Liberté, Egalité, Fraternité

By Staff Political Cartoonist Justin Walker

If the fundamental principles of American democracy are based on the Constitution and its Bill of Rights, nothing should better embody the French democracy than these three words, the motto of our Republic: Liberté, Egalité, Fraternité. First used in 1790 in the middle of the French Revolution, they represent the idea of a harmonious society, a society where, according to the Declaration of the Rights of Men and the Citizen and Declaration of the Rights and Duties of Men and the Citizen, “men are born and remain free and equal in rights” (Liberté and Egalité) and where they “do to others the good they want to receive from them” (Fraternité).

Now, 222 years later, those principles have become entrenched in our political subconscious. We cannot imagine and tolerate the thought of seeing our individual freedoms taken away from us. In fact, the list of these freedoms has grown over the years: freedom of press, freedom of expression, freedom of association, the right to protest, and the right to go on strike. Similarly, it is hard for us to accept any attempt to take away the equality of all individuals in front of those rights. And we are very aware that our brotherhood, our solidarity, is the oil that allows our society to function. To cut a long story short, France is now one of the most democratic States in the world and any attack on those democratic principles would cause its people to protest.

Or would it? The idea of equal rights has always been subjective. France was one of the latest democratic countries to recognize the women’s right to vote in 1944. Today’s debate about everyone’s right to “marriage” in the case of homosexual couples deals with a similar issue: opening common rights to everyone “without distinction of any kind, such as race, color, sex, language, religion, political or other opinion, national or social origin, property, birth or other status,” to use the phrasing of the Universal Declaration of the Rights of Men from the United Nations in 1948. Meanwhile, the core of today’s politics consists of lobbying politicians in order to obtain exemptions from the law or favors from the State.

But Egalité is surely in better shape than Liberté. The end of the 20th century had seen great progress in terms of liberties. The libertarian movement of the 1950’s and 1960’s only vanished to leave place to the neo-liberal movement in the 1980’s and 1990’s. For both economic and social policies, it was a time of deregulation. Freedom of information, freedom of the body, and freedom to travel all drastically increased, at least in the democratic world. But the free individuals became scared and the same democratic world is experiencing a drastic setback: less freedom for more security. For this security, we are now stepping over the fundamental rights of the individual: from authorizing waterboarding in the United States to creating special tribunals to fight crime in France, there is always a good reason to infringe on individual freedoms when it comes to security.

And even then, Liberté is a great deal better than Fraternité. The last three decades have given birth to the most individualistic societies that democratic systems have ever experienced. In this society, the success of the individual has clearly taken over the good functioning of society in the definition of our policies. We had an evident application in France during Nicolas Sarkozy’s presidency. One of his first decisions was to cut taxes for the wealthiest citizens. Meanwhile, he reformed the systems of retirement pensions, asking the average worker to wait two more years before being able to retire. At the end of his term, with the help of the economic crisis, the gap within the French society between the better off and the worse off had grown by dramatic proportions.

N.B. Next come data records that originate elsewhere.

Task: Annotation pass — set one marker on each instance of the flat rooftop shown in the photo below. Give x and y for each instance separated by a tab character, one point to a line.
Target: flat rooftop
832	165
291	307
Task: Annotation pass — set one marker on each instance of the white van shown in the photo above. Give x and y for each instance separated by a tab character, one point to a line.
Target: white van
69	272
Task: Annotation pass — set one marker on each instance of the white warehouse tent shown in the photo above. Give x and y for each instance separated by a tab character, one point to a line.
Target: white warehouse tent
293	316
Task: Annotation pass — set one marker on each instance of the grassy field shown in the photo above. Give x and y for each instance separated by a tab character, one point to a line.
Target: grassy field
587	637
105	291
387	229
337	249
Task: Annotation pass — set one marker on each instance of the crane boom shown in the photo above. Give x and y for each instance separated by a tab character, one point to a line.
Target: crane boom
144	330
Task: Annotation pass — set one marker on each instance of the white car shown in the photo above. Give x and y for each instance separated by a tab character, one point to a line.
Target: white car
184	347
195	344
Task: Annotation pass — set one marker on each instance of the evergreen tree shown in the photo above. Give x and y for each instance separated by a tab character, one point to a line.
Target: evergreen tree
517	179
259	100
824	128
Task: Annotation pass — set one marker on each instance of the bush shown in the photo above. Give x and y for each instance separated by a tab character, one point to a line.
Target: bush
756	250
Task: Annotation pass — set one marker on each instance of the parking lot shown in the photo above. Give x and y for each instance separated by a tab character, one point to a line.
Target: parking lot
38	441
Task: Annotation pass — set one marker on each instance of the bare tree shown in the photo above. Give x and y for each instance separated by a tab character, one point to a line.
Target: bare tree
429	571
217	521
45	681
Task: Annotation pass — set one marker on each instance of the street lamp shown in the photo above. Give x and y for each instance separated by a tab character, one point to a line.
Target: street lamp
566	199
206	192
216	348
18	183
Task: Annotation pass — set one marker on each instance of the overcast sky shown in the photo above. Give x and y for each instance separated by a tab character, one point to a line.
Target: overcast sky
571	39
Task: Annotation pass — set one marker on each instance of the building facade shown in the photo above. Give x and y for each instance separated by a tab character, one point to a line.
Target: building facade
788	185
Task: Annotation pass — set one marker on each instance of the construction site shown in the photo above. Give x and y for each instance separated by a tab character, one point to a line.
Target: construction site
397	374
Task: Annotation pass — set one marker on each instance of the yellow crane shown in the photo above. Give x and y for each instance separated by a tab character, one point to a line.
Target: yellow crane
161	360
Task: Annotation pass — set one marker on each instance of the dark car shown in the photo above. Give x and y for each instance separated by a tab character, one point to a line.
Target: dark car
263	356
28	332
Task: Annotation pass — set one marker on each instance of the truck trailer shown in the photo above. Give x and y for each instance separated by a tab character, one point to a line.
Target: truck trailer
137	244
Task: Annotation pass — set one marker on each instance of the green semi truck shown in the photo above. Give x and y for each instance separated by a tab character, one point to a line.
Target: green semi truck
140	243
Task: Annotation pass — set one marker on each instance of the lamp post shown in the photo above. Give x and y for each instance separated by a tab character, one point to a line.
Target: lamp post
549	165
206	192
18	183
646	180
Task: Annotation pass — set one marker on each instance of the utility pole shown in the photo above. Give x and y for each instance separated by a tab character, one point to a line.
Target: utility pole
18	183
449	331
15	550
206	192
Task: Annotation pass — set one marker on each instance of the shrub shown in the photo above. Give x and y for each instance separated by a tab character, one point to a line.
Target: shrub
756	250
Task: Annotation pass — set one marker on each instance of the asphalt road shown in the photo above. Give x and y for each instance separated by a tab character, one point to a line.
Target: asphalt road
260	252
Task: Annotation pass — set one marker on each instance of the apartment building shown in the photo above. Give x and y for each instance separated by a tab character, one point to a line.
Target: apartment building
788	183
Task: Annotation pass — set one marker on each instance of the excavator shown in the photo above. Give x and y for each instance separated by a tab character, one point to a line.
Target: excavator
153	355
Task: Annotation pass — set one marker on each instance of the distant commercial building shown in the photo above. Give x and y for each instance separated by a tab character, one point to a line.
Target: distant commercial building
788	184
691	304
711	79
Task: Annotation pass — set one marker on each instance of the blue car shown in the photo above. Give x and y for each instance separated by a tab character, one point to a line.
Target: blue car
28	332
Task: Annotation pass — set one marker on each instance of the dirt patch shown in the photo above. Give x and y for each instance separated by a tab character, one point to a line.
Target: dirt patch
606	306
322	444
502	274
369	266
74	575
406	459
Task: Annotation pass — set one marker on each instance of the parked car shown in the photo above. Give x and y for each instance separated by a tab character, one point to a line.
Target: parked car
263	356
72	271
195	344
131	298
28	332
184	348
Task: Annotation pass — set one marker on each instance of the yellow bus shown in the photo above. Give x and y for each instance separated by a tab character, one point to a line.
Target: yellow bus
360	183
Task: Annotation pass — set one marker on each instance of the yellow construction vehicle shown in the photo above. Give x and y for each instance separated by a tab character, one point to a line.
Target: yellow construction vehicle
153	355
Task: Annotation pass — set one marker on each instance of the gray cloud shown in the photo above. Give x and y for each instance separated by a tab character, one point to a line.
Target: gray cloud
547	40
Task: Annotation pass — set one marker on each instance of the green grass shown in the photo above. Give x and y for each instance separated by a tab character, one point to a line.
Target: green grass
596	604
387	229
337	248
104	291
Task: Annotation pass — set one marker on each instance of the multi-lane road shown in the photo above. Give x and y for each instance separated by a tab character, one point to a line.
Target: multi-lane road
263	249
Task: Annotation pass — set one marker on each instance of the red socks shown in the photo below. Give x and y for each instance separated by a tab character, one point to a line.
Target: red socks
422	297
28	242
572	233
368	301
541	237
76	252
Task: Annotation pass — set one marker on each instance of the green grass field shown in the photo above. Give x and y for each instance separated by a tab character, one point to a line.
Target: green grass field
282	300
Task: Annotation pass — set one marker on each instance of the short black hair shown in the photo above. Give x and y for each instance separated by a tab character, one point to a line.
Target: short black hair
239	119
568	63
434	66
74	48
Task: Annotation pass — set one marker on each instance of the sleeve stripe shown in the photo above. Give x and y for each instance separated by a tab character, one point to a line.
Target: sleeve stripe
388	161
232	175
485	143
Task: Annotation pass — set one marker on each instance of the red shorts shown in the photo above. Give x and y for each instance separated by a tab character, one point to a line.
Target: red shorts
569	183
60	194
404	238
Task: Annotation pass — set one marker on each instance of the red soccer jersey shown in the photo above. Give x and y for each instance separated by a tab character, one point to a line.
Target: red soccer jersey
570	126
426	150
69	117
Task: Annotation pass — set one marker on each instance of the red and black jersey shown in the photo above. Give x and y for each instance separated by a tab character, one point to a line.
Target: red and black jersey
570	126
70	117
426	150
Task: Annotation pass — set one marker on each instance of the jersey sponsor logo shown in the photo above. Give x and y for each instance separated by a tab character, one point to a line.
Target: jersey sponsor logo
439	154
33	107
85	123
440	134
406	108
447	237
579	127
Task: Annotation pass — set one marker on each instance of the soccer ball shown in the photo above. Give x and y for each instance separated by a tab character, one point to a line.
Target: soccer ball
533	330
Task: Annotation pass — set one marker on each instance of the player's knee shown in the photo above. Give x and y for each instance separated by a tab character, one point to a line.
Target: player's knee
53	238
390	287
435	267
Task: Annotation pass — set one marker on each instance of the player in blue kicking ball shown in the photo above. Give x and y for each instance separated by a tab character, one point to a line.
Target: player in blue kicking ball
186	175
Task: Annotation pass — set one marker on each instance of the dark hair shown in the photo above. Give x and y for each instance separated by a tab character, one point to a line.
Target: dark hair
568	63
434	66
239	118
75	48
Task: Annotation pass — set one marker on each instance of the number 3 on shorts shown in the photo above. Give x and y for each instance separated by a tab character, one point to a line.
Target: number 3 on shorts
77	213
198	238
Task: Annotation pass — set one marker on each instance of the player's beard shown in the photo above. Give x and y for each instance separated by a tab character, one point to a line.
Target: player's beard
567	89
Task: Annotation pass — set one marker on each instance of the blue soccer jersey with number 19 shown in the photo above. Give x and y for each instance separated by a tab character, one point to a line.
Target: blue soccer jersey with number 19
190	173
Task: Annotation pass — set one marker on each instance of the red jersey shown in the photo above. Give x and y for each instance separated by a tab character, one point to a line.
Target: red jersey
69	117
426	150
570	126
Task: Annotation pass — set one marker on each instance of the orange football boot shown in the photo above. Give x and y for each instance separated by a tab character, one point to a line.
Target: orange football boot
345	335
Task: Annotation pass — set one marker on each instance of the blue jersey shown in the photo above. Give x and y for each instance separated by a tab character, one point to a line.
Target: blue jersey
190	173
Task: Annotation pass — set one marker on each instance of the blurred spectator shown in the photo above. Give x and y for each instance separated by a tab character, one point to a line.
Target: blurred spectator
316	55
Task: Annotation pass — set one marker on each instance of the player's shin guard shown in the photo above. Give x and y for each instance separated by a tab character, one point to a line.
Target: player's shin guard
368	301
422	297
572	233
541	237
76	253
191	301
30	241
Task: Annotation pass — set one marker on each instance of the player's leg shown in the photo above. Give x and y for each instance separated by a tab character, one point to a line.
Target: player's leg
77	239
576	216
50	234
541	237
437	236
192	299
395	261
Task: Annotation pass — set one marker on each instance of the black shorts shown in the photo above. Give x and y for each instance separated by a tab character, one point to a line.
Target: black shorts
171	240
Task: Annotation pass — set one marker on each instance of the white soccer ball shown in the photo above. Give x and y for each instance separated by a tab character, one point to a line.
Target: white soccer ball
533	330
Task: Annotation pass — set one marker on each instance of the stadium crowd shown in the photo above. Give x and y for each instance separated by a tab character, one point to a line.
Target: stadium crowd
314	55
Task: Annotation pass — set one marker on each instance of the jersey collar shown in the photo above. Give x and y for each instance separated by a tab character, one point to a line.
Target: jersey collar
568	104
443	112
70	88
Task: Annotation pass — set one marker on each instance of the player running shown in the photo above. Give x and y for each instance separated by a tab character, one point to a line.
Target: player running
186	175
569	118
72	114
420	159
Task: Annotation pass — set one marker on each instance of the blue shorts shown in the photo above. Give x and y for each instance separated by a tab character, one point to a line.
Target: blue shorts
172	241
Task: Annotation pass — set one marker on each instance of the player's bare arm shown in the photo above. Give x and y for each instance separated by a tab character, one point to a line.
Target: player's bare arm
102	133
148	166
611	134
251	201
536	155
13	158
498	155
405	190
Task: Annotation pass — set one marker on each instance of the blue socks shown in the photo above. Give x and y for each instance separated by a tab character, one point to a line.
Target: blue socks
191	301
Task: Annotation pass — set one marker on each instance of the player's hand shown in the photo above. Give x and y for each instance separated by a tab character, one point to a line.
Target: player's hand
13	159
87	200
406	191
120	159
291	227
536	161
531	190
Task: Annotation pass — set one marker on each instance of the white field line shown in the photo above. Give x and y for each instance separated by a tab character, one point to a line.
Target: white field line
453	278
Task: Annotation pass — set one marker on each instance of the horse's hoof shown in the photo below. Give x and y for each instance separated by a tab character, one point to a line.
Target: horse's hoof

This is where Fraternité is at stake. In times of crisis, a nation is supposed to face difficulties united, to share the burden. That is what happened during the Great Depression: everybody was facing a challenge: unemployment for the workers and bankruptcy for the entrepreneurs. After the Depression and World War II, systems based on solidarity were built in Europe in order to prevent the same social catastrophe that had caused the war. Now, the situation is different, as the crisis has not affected everybody in the same way. While Europe is still dealing with massive unemployment and debt, the stock exchanges are back up. The poorest are coming out of the crisis with more difficulties, while the wealthiest were left almost unaffected.

In France, this difference of treatment undermines the unity of the nation in the same way as the difference of outcome undermines the solidarity with the European Union. As the result of this individualistic society, the better off complain more and more when it the time comes to contribute for everybody and pressure the politicians into reducing the mechanisms of solidarity. The belief that the success of individuals is more important than the functioning of society is in discordance with the Fraternité that constitutes the French Nation. This raises the following question: what society do we want? Will it be “Every man for himself and “let the best man win” or will we manage to compromise with individual interests in order to allow each person to live a decent life? This answer is up to us.

Hugo Argenton is LJP’s French columnist. He lives in Lille, France. The opinions expressed in this editorial are his own and are not indicative of LJP’s views.